Plaintiffs' Motion to Compel raises issues that Defendant addressed, and reasonably assumed were resolved, over one year ago. Defendant methodically prepared for trial and conducted discovery under the assumption that Plaintiffs had dropped the objections raised both in the November 14, 2003 letter and in Mr. Devine's deposition. The Court acknowledges that Plaintiffs filed their Motion to Compel in advance of the discovery deadline. However, they filed it so late as to make it impossible to conduct the requested discovery within the discovery period.

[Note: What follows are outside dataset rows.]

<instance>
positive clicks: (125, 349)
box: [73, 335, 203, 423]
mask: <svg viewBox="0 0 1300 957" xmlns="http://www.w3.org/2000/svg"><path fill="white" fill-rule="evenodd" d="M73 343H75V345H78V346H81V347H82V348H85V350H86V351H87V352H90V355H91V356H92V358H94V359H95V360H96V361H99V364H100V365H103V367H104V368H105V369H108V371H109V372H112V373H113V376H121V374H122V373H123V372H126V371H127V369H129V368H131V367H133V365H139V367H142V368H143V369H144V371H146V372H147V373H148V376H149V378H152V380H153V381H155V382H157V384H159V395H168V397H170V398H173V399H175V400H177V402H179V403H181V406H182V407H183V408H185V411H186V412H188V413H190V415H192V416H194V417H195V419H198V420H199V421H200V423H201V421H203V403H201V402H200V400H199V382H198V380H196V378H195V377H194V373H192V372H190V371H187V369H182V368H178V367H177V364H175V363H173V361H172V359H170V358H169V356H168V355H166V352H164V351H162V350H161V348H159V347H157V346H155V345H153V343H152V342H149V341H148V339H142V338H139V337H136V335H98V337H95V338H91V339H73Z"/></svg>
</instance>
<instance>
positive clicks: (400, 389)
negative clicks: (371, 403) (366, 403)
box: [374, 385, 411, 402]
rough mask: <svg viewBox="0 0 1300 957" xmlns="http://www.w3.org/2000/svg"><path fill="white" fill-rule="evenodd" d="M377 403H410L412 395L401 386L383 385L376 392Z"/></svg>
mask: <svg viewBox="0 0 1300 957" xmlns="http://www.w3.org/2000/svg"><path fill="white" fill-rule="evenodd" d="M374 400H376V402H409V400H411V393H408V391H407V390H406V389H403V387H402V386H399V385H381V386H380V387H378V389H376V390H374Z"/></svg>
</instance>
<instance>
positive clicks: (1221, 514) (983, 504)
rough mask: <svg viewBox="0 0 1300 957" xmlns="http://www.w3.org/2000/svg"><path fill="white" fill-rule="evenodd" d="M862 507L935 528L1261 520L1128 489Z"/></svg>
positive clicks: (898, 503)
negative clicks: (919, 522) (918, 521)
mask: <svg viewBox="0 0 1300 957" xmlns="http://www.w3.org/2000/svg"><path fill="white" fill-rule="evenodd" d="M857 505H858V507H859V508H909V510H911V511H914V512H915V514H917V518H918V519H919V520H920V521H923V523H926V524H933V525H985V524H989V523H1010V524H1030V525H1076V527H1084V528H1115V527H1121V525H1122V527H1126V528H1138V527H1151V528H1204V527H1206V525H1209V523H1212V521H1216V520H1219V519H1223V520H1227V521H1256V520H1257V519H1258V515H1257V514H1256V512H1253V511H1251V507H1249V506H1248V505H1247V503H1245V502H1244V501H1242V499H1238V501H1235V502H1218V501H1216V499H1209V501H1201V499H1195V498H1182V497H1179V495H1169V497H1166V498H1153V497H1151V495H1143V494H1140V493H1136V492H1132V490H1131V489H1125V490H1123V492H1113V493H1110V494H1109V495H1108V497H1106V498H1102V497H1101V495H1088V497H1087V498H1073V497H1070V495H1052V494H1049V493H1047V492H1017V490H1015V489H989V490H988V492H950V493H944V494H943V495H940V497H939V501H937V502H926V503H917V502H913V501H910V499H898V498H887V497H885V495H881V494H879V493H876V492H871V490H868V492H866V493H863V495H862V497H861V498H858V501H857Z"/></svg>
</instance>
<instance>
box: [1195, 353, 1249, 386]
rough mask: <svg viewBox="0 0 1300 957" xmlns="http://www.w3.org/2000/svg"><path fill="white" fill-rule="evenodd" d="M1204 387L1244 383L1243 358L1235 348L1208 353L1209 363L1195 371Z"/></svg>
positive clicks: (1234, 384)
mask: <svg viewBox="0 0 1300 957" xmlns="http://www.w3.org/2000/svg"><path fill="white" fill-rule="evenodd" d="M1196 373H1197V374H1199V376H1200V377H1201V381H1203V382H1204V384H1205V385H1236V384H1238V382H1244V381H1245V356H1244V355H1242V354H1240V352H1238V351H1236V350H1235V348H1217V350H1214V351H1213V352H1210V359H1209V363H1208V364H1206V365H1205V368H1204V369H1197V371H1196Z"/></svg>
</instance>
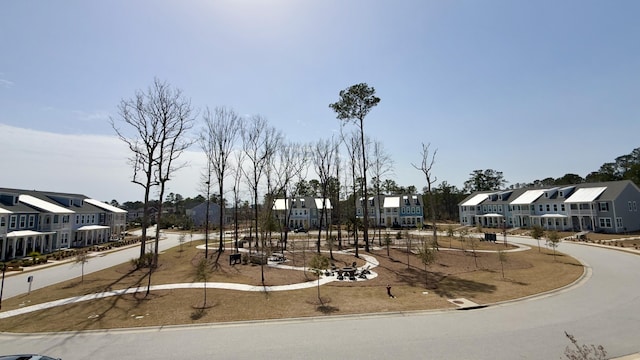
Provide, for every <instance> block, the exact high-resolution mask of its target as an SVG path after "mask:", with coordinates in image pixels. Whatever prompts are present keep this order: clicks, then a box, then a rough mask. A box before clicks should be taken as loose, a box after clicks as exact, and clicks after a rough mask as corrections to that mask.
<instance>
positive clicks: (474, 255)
mask: <svg viewBox="0 0 640 360" xmlns="http://www.w3.org/2000/svg"><path fill="white" fill-rule="evenodd" d="M469 247H470V248H471V255H473V263H474V264H475V265H476V269H477V268H478V255H477V254H476V249H477V248H478V238H477V237H475V236H470V237H469Z"/></svg>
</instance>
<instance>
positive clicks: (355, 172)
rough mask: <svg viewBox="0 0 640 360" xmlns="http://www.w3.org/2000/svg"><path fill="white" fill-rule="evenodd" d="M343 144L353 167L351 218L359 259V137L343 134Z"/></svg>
mask: <svg viewBox="0 0 640 360" xmlns="http://www.w3.org/2000/svg"><path fill="white" fill-rule="evenodd" d="M341 137H342V142H343V143H344V144H345V148H346V150H347V154H348V155H349V159H350V161H351V162H350V165H351V185H352V193H353V210H354V211H353V214H352V216H353V217H352V218H351V222H352V224H353V242H354V246H355V257H359V254H358V226H357V215H356V209H357V208H358V191H357V181H356V179H357V178H358V172H357V171H356V168H357V167H358V165H359V162H358V160H359V155H358V153H359V152H358V143H359V142H360V140H359V135H356V134H354V133H351V134H344V133H341Z"/></svg>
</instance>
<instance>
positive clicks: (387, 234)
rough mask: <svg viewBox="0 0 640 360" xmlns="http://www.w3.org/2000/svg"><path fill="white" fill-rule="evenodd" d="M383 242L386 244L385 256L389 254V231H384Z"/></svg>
mask: <svg viewBox="0 0 640 360" xmlns="http://www.w3.org/2000/svg"><path fill="white" fill-rule="evenodd" d="M384 244H385V245H386V246H387V256H390V255H389V247H390V246H391V235H390V234H389V232H388V231H387V232H385V234H384Z"/></svg>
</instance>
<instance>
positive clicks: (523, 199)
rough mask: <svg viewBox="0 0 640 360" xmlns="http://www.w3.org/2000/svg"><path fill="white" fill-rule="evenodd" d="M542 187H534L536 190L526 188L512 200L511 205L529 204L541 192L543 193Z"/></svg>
mask: <svg viewBox="0 0 640 360" xmlns="http://www.w3.org/2000/svg"><path fill="white" fill-rule="evenodd" d="M544 192H545V190H544V189H536V190H527V191H525V192H524V193H523V194H522V195H520V196H518V197H517V198H516V199H515V200H513V201H512V202H511V203H510V204H511V205H529V204H531V203H532V202H534V201H536V200H537V199H538V198H539V197H540V196H542V194H544Z"/></svg>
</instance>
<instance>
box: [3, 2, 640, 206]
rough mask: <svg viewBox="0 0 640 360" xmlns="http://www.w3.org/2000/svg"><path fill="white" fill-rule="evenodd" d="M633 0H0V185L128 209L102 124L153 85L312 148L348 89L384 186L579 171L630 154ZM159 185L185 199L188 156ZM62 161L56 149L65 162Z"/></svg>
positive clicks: (637, 82)
mask: <svg viewBox="0 0 640 360" xmlns="http://www.w3.org/2000/svg"><path fill="white" fill-rule="evenodd" d="M638 14H640V2H638V1H624V0H619V1H589V0H586V1H585V0H580V1H568V0H567V1H557V0H553V1H542V0H541V1H528V2H527V1H512V0H508V1H506V0H505V1H498V0H487V1H477V0H469V1H463V0H460V1H444V0H442V1H427V0H424V1H409V0H400V1H375V0H349V1H344V0H297V1H296V0H269V1H266V0H263V1H259V0H245V1H243V0H226V1H225V0H218V1H216V0H212V1H205V0H201V1H190V0H186V1H162V0H159V1H120V0H115V1H106V2H90V1H59V2H51V1H4V2H0V49H1V52H0V153H1V154H2V169H3V170H2V173H1V175H0V187H17V188H28V189H32V188H33V189H46V190H56V191H64V192H74V193H83V194H86V195H88V196H92V197H95V198H98V199H100V200H111V199H117V200H118V201H121V202H122V201H127V200H139V199H141V198H142V191H141V188H139V187H138V186H136V185H133V184H131V183H130V182H129V180H130V176H131V171H130V170H129V167H128V166H127V164H126V161H125V159H126V157H127V155H128V154H127V152H126V149H125V148H124V145H123V144H122V143H120V142H119V141H118V140H117V139H115V136H114V132H113V129H112V128H111V126H110V125H109V122H108V119H109V116H115V115H116V107H117V105H118V103H119V101H120V100H121V99H123V98H130V97H132V96H133V94H134V92H135V91H136V90H138V89H145V88H147V87H148V86H149V85H150V84H151V83H152V81H153V78H154V77H158V78H159V79H161V80H166V81H167V82H169V83H171V84H172V85H173V86H175V87H178V88H180V89H182V90H183V92H184V94H185V95H186V96H187V97H189V98H190V99H191V102H192V105H193V106H194V108H195V109H200V110H201V109H204V108H205V107H206V106H209V107H212V108H213V107H215V106H227V107H231V108H233V109H234V110H236V111H237V112H238V113H240V114H260V115H262V116H264V117H266V118H267V119H268V120H269V122H270V124H271V125H273V126H274V127H276V128H278V129H280V130H282V132H283V133H284V134H285V136H286V138H287V139H289V140H292V141H300V142H310V141H315V140H317V139H320V138H329V137H331V136H332V134H333V133H334V132H335V131H337V130H338V129H339V126H340V123H339V121H338V120H337V119H336V118H335V115H334V114H333V113H332V111H331V110H330V109H329V107H328V104H329V103H331V102H334V101H336V100H337V98H338V92H339V91H340V90H342V89H344V88H346V87H348V86H350V85H352V84H355V83H359V82H366V83H368V84H369V85H371V86H373V87H375V88H376V91H377V95H378V96H379V97H380V98H381V99H382V100H381V102H380V104H379V105H378V107H377V108H375V109H374V110H373V111H372V112H371V113H370V114H369V116H368V117H367V119H366V123H365V132H366V133H367V134H368V136H370V137H371V138H374V139H377V140H380V141H381V142H383V143H384V146H385V148H386V150H387V151H388V152H389V153H390V155H391V156H392V157H393V159H394V161H395V171H394V175H392V176H390V177H392V178H394V179H395V180H396V181H397V182H398V184H400V185H405V186H407V185H415V186H417V187H418V189H421V188H422V187H423V186H424V184H425V181H424V177H423V175H422V173H421V172H420V171H418V170H415V169H414V168H413V167H412V166H411V163H412V162H413V163H419V162H420V161H421V158H420V150H421V143H431V146H432V148H437V149H438V154H437V158H436V165H435V167H434V175H435V176H437V178H438V182H440V181H447V182H448V183H450V184H453V185H456V186H458V187H462V184H463V183H464V181H465V180H467V179H468V178H469V174H470V173H471V172H472V171H473V170H475V169H488V168H490V169H495V170H498V171H502V172H503V173H504V176H505V179H506V180H507V181H508V182H509V183H510V184H513V183H517V182H530V181H533V180H536V179H542V178H546V177H560V176H562V175H564V174H566V173H577V174H579V175H581V176H585V175H587V174H588V173H589V172H591V171H594V170H597V169H598V168H599V167H600V165H602V163H604V162H608V161H612V160H613V159H614V158H615V157H617V156H619V155H623V154H628V153H629V152H631V150H633V149H634V148H636V147H638V146H640V145H639V138H638V134H640V121H639V118H640V101H639V99H638V96H639V95H638V94H640V21H638V20H637V16H638ZM193 150H194V152H193V153H190V154H186V157H185V159H187V160H189V161H190V162H191V166H190V167H189V168H186V169H183V170H181V172H180V173H178V174H176V178H175V179H174V180H172V182H170V188H169V191H172V192H176V193H180V194H182V195H183V196H185V197H191V196H195V195H196V194H197V193H198V190H197V189H198V184H197V183H198V174H199V172H200V170H201V165H202V161H201V158H200V156H199V154H198V153H197V150H198V149H193ZM71 154H72V155H71Z"/></svg>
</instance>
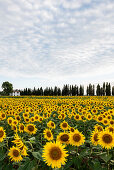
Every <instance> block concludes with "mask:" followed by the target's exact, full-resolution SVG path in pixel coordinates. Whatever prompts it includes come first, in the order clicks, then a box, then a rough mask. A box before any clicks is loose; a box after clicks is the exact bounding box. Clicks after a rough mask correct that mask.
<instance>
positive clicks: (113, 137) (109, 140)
mask: <svg viewBox="0 0 114 170" xmlns="http://www.w3.org/2000/svg"><path fill="white" fill-rule="evenodd" d="M98 138H99V145H101V146H102V147H103V148H106V149H111V148H113V147H114V135H113V133H112V132H109V131H107V130H105V131H103V132H102V133H100V134H99V136H98Z"/></svg>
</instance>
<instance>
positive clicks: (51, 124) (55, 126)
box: [47, 120, 56, 129]
mask: <svg viewBox="0 0 114 170" xmlns="http://www.w3.org/2000/svg"><path fill="white" fill-rule="evenodd" d="M47 126H48V127H49V128H52V129H55V127H56V126H55V123H54V122H53V121H51V120H50V121H49V122H48V123H47Z"/></svg>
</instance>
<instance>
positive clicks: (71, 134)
mask: <svg viewBox="0 0 114 170" xmlns="http://www.w3.org/2000/svg"><path fill="white" fill-rule="evenodd" d="M69 136H70V138H69V143H70V144H71V145H75V146H80V145H82V144H83V143H84V142H85V136H84V135H83V134H82V133H81V132H79V131H78V130H77V129H76V130H75V131H74V132H70V134H69Z"/></svg>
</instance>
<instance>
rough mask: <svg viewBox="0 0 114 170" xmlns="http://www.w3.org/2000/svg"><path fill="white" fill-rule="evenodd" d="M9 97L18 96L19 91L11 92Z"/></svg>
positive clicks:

The issues that dominate Plaintiffs' Motion were well known to Plaintiffs for over one year, and yet Plaintiffs failed to pursue them. It strikes the Court that it was not until October 22, 2004, when Ms. Fegan filed her appearance on Plaintiffs' behalf, that Plaintiffs demonstrated that they were serious about conducting discovery in this case. Prior to her appearance, the Court was unsure as to whether Plaintiffs were conducting any of their own discovery, as opposed to responding to Defendant's discovery requests and motions to compel. Shortly after her appearance, Ms. Fegan filed a response and opposition to Defendant's Motion to Strike Plaintiffs' Expert, as well as the belated Motion to Compel Discovery of Evidence that her co-counsel had apparently conceded more than a year earlier, and a Motion for Extension of the Discovery Deadline. Although Plaintiffs have not even attempted to show good cause for an extension of the discovery deadline, they appeared to be genuinely surprised when the Court did not extend it as a matter of course. Such requests are not automatically granted by this Court. It appears that Plaintiffs have conducted — or attempted to conduct — more discovery since early November than at any time during the past thirteen months. The flurry of activity since November tends to bear this out. Unfortunately, it was not possible for Plaintiffs to conduct the bulk of their discovery during the final six weeks of the thirteen month discovery period. But it is Plaintiffs — not Defendant — who must endure the harsh results of this tactical decision.
CONCLUSION
For the reasons set forth above, the Court grants Defendant's Motion to Strike Plaintiffs' Expert. In addition, the Court denies Plaintiffs' Motion to Compel.